Lewites is far too intelligent a political operator to point out that even the FSLN’s backing is no guarantee of electoral victory, as Ortega can testify after losing the last three presidential elections. Sagacious and true to his non-confrontational style, Lewites responded to this new broadside by underscoring what he has in common with Ortega, sidestepping any chance of inflaming the conflict. But it will surely heat up again as the definitive decision on candidates draws nearer.

The revolution

This whole ceremony of confusion, which seems more like a vulgar, offensive one-act farce than anything else, preceded the 25th anniversary of the most transcendental event in Nicaragua’s history: the overthrow of the Somoza dictatorship by a massive FSLN-led insurrection that cost thousands of lives, was full of heroic feats and was accompanied by an enormous outpouring of international solidarity.

What happened then, and perhaps more importantly the significance of what happened, attracted the imagination of millions of people all over the world, and had particular relevance in the rest of Latin America. What it symbolized was powerful: a cruel dynastic dictatorship brought down by an oppressed people headed by a rag-tag, spontaneously formed and untrained army of their own “muchachos” and “muchachas”; a David-Nicaragua against the Goliath-United States; the power of creative will against the entrenched structures of the past… Struggles that transcended borders and cultures were condensed in this triangular little country of barely 150,000 square kilometers at a time when the world was already moving toward the pragmatism and utilitarianism imposed by global capitalism, and when unbeknown to most the foundations of the Berlin Wall were already crumbling.. We were not yet talking about globalization in 1979, but it was beginning to crystallize and take shape; its first faces were Reagan, Thatcher and former Canadian Prime Minister Brian Mulroney.
Revolution: such a rich word and so full of profound meaning. Ten years later, the collapse of the Sandinista popular revolution would also express the collapse of the hopes of those of us who believed in the possibility of extending and expanding the ideas of justice, dignity and freedom, words that only seem to have value now when defined by the market.
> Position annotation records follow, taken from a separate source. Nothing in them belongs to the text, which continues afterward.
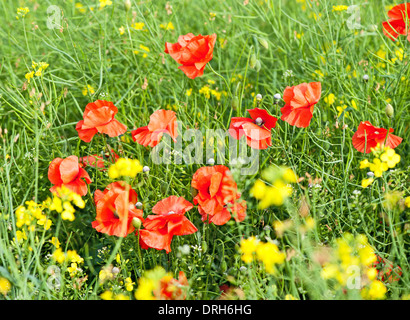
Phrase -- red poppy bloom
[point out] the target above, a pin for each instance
(193, 52)
(299, 103)
(257, 129)
(99, 118)
(386, 270)
(169, 221)
(217, 195)
(161, 121)
(368, 136)
(97, 161)
(399, 23)
(116, 209)
(68, 172)
(172, 289)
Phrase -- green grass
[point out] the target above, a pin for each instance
(37, 122)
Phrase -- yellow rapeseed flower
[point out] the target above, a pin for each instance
(124, 167)
(5, 286)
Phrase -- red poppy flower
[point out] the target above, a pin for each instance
(169, 221)
(193, 52)
(386, 270)
(172, 289)
(99, 118)
(257, 129)
(97, 161)
(217, 195)
(116, 209)
(161, 121)
(68, 172)
(299, 103)
(368, 136)
(399, 23)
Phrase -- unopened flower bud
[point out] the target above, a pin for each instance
(136, 222)
(252, 62)
(235, 103)
(257, 65)
(263, 43)
(389, 110)
(127, 4)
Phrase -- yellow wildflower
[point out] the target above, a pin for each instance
(5, 286)
(124, 168)
(168, 26)
(138, 25)
(104, 3)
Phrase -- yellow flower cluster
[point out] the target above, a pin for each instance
(104, 3)
(138, 26)
(5, 286)
(21, 12)
(71, 256)
(63, 201)
(124, 167)
(281, 227)
(168, 26)
(279, 188)
(339, 8)
(207, 91)
(352, 258)
(30, 215)
(384, 159)
(266, 252)
(37, 71)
As a nation with a memory and collective aspirations, Nicaragua has yet to find the words to interpret the causes and consequences—both positive and negative—of the revolution, or of the war that accompanied its decade-long existence. We have yet to find the words to express the responsibility we all have for everything that happened, preferring to bury the past, to try to forget. But as any experience that ends in unresolved trauma, the ghosts continue to plague and polarize the population, particularly on dates such as this, egging on violence and irresponsibility, sucking the healthy energy from any national project.

Will we ever find the words?

Will we be able to find the right words to interpret our past and reach some form of consensus about where we want to go? Those responsible for the pacts, negotiations and all manner of falsehoods, corruption and impunity, those who say they are our leaders, also have an enormous quota of responsibility for the corruption of the word. Hiding behind cynical and opportunist rhetoric—which causes increasing perplexity, especially when they all take God’s name in vain—they try to convince us that Nicaragua’s horizon of possibilities coincides with the limit and direction of their own personal ambitions.
If all paths begin with a step, undermining the corruption of the word by saying the truth will have to be the first one. If we take it, perhaps, just maybe, we can begin marking out the route that will lead us more surely to a new revolution.